Und eigentlich sollte man den Frankfurt-Gig der Deichkinder auch als Lehrfilm für die Bushidos, Haftbefehls, Kollegahs und wie die Ghetto-Kids alle heißen, hernehmen. Die Botschaft: Klare Haltung und Monster-Beats, intelligent-subversives Textgut und brachialer Techno, krachendes Entertainment und grandios positive Stimmung. Das geht zusammen. Auf einer Bühne. Wenn man denn einen Plan und Hirn hat. Okay, die Deichkinder haben, „ein bisschen Größenwahn kann nicht schaden“, gleich putzig rosafarbene XL-Gehirne dabei, die sich zu Beginn ihres 130 Minuten-Spektakels wie Schwellköppe durch die Kulisse tragen.

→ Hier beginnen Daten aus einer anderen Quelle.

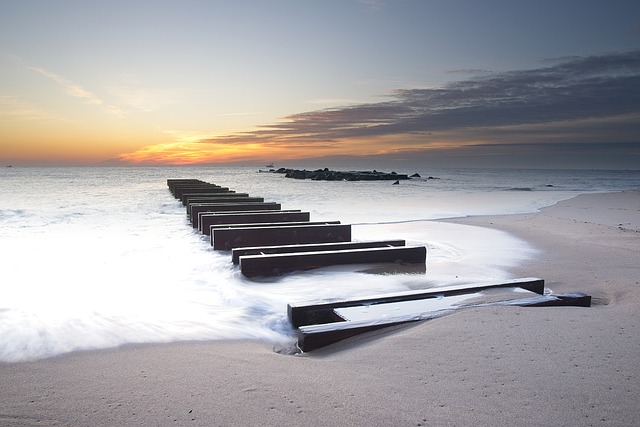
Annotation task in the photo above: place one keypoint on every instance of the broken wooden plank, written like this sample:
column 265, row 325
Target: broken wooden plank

Bilder: Deichkind in der Festhalle Frankfurt

Stichwort Requisiten, was ja bei den St.Pauli-Witzbolden immer wichtiger Bestandteil des Gesamtkunstwerks ist. In der Festhalle, wo sich rund 11.000 Fans mit fluoreszierenden Sonnenbrillen, original Müllsack-Zwetern und ziemlich viel Flaschenbier gewappnet haben, werden aufgefahren: Bierpistolen mit Vollkornsprudel, ein Schlauchboot (für Stage-Diving-Einsätze), bunt blinkende Pyramidenschädel, ein Riesenfass zum Crowd-Surfen, Büro-Stühle („Bück dich hoch!“), Bungee-Seile, Regenschirme („Porzellan & Elefanten“), Helium-Luftballons (zur Polonaise durch die Menge), E-Roller und diverses andere Gedöns. Egal ob es um Facebook-Protest („Like mich am Arsch!“), Sauf-/Abrisshymnen („Prost“, „Limit“) oder „Oma gib Handtasche!“ geht – im Deichkind-Kosmos ist alles möglich, alles skurril, ekstatisch, schweißtreibend.

Auch wenn die Dramaturgie dieses Kindergeburtstages für Erwachsene nicht selten an den letzten Gig in der viel zu kleinen Jahrhunderthalle erinnert: Die mal als Ninja-Krieger, mal als Pacman-Karikaturen, dann in gelben Quarantäneanzügen steckenden Zeremonienmeister sind die Könige des modernen HipHop-Dadaismus’. Vor allem entfachen sie pausenlos eine derart positive Stimmung, dass man selbst als Party-Muffel mitgerissen wird. Nein, dieser gnadenlos absurden, in all ihrer Sinnfreiheit klug inszenierten Überdosis kann man sich einfach nicht entziehen. Ganz großes HipHop-Theater.